José Ramón Ubieto / Qui appelles-tu quand le monde s’assombrit ?

Texte publié le 3 mai 2025 sur le site zadigespana. Traduit de l’espagnol. Illustration de la rédaction.
La panne d’électricité dans la péninsule nous a ramenés, pour quelques heures, à l’angoisse et à l’incertitude liées à la pandémie. Perplexité, confusion dans les gares et les aéroports, achats précipités de nourriture et de kits de survie, et appels inquiets à nos proches. Et les groupes, principalement des jeunes, ne manquaient pas, chantant et dansant, bière à la main, sur les places et dans les parcs publics.

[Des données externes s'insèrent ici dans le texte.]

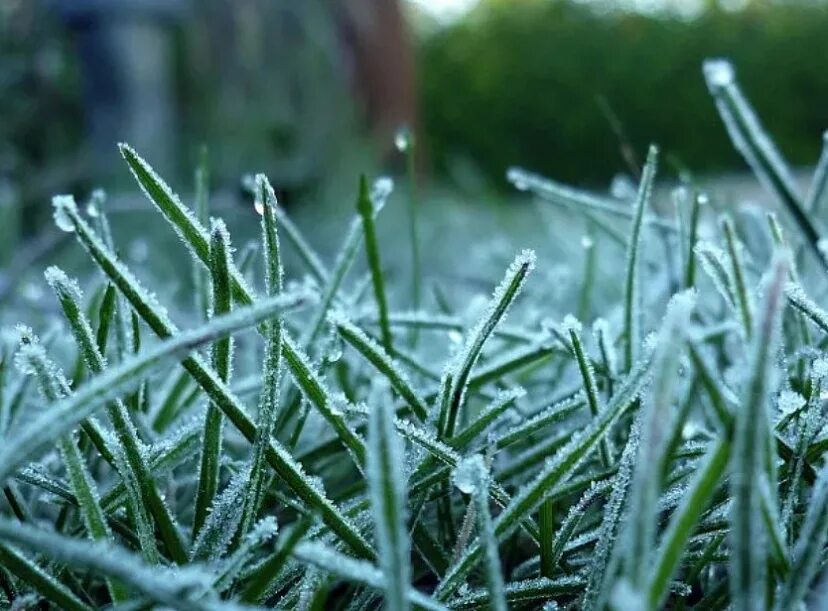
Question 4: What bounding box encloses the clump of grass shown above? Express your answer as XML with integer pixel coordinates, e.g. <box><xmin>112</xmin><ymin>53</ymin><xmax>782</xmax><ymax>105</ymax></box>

<box><xmin>0</xmin><ymin>61</ymin><xmax>828</xmax><ymax>611</ymax></box>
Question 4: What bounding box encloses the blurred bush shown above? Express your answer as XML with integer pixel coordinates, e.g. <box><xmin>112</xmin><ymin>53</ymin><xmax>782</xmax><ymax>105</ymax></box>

<box><xmin>420</xmin><ymin>0</ymin><xmax>828</xmax><ymax>185</ymax></box>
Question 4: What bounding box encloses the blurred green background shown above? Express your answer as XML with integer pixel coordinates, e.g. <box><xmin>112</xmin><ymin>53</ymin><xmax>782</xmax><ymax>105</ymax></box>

<box><xmin>0</xmin><ymin>0</ymin><xmax>828</xmax><ymax>199</ymax></box>
<box><xmin>0</xmin><ymin>0</ymin><xmax>828</xmax><ymax>239</ymax></box>
<box><xmin>0</xmin><ymin>0</ymin><xmax>828</xmax><ymax>330</ymax></box>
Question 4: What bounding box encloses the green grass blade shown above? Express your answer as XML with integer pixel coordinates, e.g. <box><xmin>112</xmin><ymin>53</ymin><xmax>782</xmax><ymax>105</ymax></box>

<box><xmin>366</xmin><ymin>384</ymin><xmax>411</xmax><ymax>611</ymax></box>
<box><xmin>563</xmin><ymin>316</ymin><xmax>612</xmax><ymax>467</ymax></box>
<box><xmin>193</xmin><ymin>219</ymin><xmax>233</xmax><ymax>539</ymax></box>
<box><xmin>624</xmin><ymin>289</ymin><xmax>696</xmax><ymax>592</ymax></box>
<box><xmin>454</xmin><ymin>454</ymin><xmax>507</xmax><ymax>611</ymax></box>
<box><xmin>0</xmin><ymin>543</ymin><xmax>92</xmax><ymax>611</ymax></box>
<box><xmin>0</xmin><ymin>293</ymin><xmax>307</xmax><ymax>481</ymax></box>
<box><xmin>722</xmin><ymin>217</ymin><xmax>753</xmax><ymax>340</ymax></box>
<box><xmin>51</xmin><ymin>201</ymin><xmax>374</xmax><ymax>558</ymax></box>
<box><xmin>704</xmin><ymin>59</ymin><xmax>828</xmax><ymax>265</ymax></box>
<box><xmin>357</xmin><ymin>175</ymin><xmax>394</xmax><ymax>354</ymax></box>
<box><xmin>624</xmin><ymin>146</ymin><xmax>658</xmax><ymax>371</ymax></box>
<box><xmin>293</xmin><ymin>542</ymin><xmax>446</xmax><ymax>611</ymax></box>
<box><xmin>329</xmin><ymin>314</ymin><xmax>428</xmax><ymax>422</ymax></box>
<box><xmin>435</xmin><ymin>350</ymin><xmax>649</xmax><ymax>600</ymax></box>
<box><xmin>730</xmin><ymin>253</ymin><xmax>787</xmax><ymax>611</ymax></box>
<box><xmin>775</xmin><ymin>469</ymin><xmax>828</xmax><ymax>611</ymax></box>
<box><xmin>440</xmin><ymin>250</ymin><xmax>535</xmax><ymax>438</ymax></box>
<box><xmin>0</xmin><ymin>518</ymin><xmax>218</xmax><ymax>611</ymax></box>
<box><xmin>240</xmin><ymin>174</ymin><xmax>284</xmax><ymax>534</ymax></box>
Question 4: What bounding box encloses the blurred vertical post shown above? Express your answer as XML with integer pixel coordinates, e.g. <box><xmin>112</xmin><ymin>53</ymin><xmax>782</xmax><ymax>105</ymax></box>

<box><xmin>343</xmin><ymin>0</ymin><xmax>417</xmax><ymax>153</ymax></box>
<box><xmin>57</xmin><ymin>0</ymin><xmax>187</xmax><ymax>179</ymax></box>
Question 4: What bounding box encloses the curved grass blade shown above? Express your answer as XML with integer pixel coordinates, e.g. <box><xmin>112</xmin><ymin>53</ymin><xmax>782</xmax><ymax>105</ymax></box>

<box><xmin>624</xmin><ymin>289</ymin><xmax>696</xmax><ymax>592</ymax></box>
<box><xmin>328</xmin><ymin>314</ymin><xmax>428</xmax><ymax>422</ymax></box>
<box><xmin>193</xmin><ymin>219</ymin><xmax>233</xmax><ymax>539</ymax></box>
<box><xmin>703</xmin><ymin>59</ymin><xmax>828</xmax><ymax>266</ymax></box>
<box><xmin>293</xmin><ymin>542</ymin><xmax>446</xmax><ymax>611</ymax></box>
<box><xmin>0</xmin><ymin>543</ymin><xmax>92</xmax><ymax>611</ymax></box>
<box><xmin>775</xmin><ymin>469</ymin><xmax>828</xmax><ymax>611</ymax></box>
<box><xmin>440</xmin><ymin>250</ymin><xmax>535</xmax><ymax>438</ymax></box>
<box><xmin>0</xmin><ymin>518</ymin><xmax>225</xmax><ymax>611</ymax></box>
<box><xmin>52</xmin><ymin>200</ymin><xmax>374</xmax><ymax>558</ymax></box>
<box><xmin>454</xmin><ymin>454</ymin><xmax>507</xmax><ymax>611</ymax></box>
<box><xmin>435</xmin><ymin>355</ymin><xmax>649</xmax><ymax>600</ymax></box>
<box><xmin>0</xmin><ymin>293</ymin><xmax>308</xmax><ymax>481</ymax></box>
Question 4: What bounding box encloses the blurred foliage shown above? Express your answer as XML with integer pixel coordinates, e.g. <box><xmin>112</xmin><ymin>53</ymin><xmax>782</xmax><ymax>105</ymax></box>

<box><xmin>0</xmin><ymin>0</ymin><xmax>83</xmax><ymax>204</ymax></box>
<box><xmin>420</xmin><ymin>0</ymin><xmax>828</xmax><ymax>185</ymax></box>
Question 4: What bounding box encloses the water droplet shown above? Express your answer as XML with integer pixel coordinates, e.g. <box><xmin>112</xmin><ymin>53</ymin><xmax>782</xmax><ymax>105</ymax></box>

<box><xmin>52</xmin><ymin>195</ymin><xmax>77</xmax><ymax>233</ymax></box>
<box><xmin>610</xmin><ymin>174</ymin><xmax>638</xmax><ymax>199</ymax></box>
<box><xmin>703</xmin><ymin>59</ymin><xmax>736</xmax><ymax>88</ymax></box>
<box><xmin>454</xmin><ymin>454</ymin><xmax>487</xmax><ymax>494</ymax></box>
<box><xmin>394</xmin><ymin>126</ymin><xmax>411</xmax><ymax>153</ymax></box>
<box><xmin>506</xmin><ymin>168</ymin><xmax>529</xmax><ymax>191</ymax></box>
<box><xmin>129</xmin><ymin>240</ymin><xmax>149</xmax><ymax>263</ymax></box>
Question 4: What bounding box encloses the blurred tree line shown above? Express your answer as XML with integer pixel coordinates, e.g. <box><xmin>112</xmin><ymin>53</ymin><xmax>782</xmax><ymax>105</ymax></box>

<box><xmin>419</xmin><ymin>0</ymin><xmax>828</xmax><ymax>185</ymax></box>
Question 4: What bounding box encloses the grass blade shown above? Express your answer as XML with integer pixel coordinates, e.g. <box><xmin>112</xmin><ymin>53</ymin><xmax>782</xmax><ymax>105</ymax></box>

<box><xmin>357</xmin><ymin>175</ymin><xmax>394</xmax><ymax>354</ymax></box>
<box><xmin>730</xmin><ymin>253</ymin><xmax>787</xmax><ymax>611</ymax></box>
<box><xmin>440</xmin><ymin>250</ymin><xmax>535</xmax><ymax>438</ymax></box>
<box><xmin>703</xmin><ymin>59</ymin><xmax>828</xmax><ymax>266</ymax></box>
<box><xmin>193</xmin><ymin>219</ymin><xmax>233</xmax><ymax>538</ymax></box>
<box><xmin>366</xmin><ymin>388</ymin><xmax>411</xmax><ymax>611</ymax></box>
<box><xmin>624</xmin><ymin>146</ymin><xmax>658</xmax><ymax>371</ymax></box>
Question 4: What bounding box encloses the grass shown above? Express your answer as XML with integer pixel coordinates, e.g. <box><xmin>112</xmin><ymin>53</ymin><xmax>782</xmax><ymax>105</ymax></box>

<box><xmin>0</xmin><ymin>61</ymin><xmax>828</xmax><ymax>611</ymax></box>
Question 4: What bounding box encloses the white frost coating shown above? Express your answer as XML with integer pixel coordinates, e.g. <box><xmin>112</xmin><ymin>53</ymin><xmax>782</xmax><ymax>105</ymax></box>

<box><xmin>52</xmin><ymin>195</ymin><xmax>78</xmax><ymax>233</ymax></box>
<box><xmin>693</xmin><ymin>242</ymin><xmax>735</xmax><ymax>307</ymax></box>
<box><xmin>43</xmin><ymin>265</ymin><xmax>83</xmax><ymax>303</ymax></box>
<box><xmin>610</xmin><ymin>579</ymin><xmax>647</xmax><ymax>611</ymax></box>
<box><xmin>811</xmin><ymin>358</ymin><xmax>828</xmax><ymax>380</ymax></box>
<box><xmin>702</xmin><ymin>58</ymin><xmax>736</xmax><ymax>91</ymax></box>
<box><xmin>294</xmin><ymin>541</ymin><xmax>446</xmax><ymax>611</ymax></box>
<box><xmin>776</xmin><ymin>390</ymin><xmax>805</xmax><ymax>416</ymax></box>
<box><xmin>561</xmin><ymin>314</ymin><xmax>583</xmax><ymax>338</ymax></box>
<box><xmin>785</xmin><ymin>283</ymin><xmax>828</xmax><ymax>333</ymax></box>
<box><xmin>454</xmin><ymin>454</ymin><xmax>488</xmax><ymax>494</ymax></box>
<box><xmin>506</xmin><ymin>168</ymin><xmax>529</xmax><ymax>191</ymax></box>
<box><xmin>610</xmin><ymin>174</ymin><xmax>638</xmax><ymax>200</ymax></box>
<box><xmin>371</xmin><ymin>176</ymin><xmax>394</xmax><ymax>214</ymax></box>
<box><xmin>191</xmin><ymin>467</ymin><xmax>250</xmax><ymax>561</ymax></box>
<box><xmin>366</xmin><ymin>392</ymin><xmax>411</xmax><ymax>611</ymax></box>
<box><xmin>394</xmin><ymin>126</ymin><xmax>411</xmax><ymax>153</ymax></box>
<box><xmin>703</xmin><ymin>59</ymin><xmax>799</xmax><ymax>207</ymax></box>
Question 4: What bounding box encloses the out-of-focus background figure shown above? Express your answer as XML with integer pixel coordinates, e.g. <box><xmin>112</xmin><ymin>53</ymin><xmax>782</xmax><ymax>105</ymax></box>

<box><xmin>0</xmin><ymin>0</ymin><xmax>828</xmax><ymax>282</ymax></box>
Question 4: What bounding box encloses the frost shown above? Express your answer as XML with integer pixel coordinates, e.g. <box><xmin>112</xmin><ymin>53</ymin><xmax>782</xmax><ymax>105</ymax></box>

La panne d’électricité, à elle seule, a produit, pendant quelques heures, tout ce que nous recommandons pour rompre l’isolement numérique : se déconnecter des appareils électroniques, participer à des réunions en personne, pratiquer des activités de plein air, faire du sport, lire sur papier et discuter en famille. En arrière-plan, l’anxiété persistait quant à l’avenir et aux difficultés rencontrées par beaucoup pour rentrer chez eux, terminer leur voyage ou recevoir une assistance médicale.
Les patients que nous recevons n’ont pas cessé de parler de l’impact de cette panne d’électricité. Pour tous, ce fut une pause dans leur vie et une réflexion, même brève, sur leurs priorités. Des adolescents expliquent avoir été « forcés » de lire le livre reçu pour la Sant Jordi, faute de pellicules. Des couples adultes, en crise, ont eu leur première conversation adulte depuis des mois ; et des jeunes ont osé, dans la pénombre, avouer ouvertement leur amour à leur partenaire.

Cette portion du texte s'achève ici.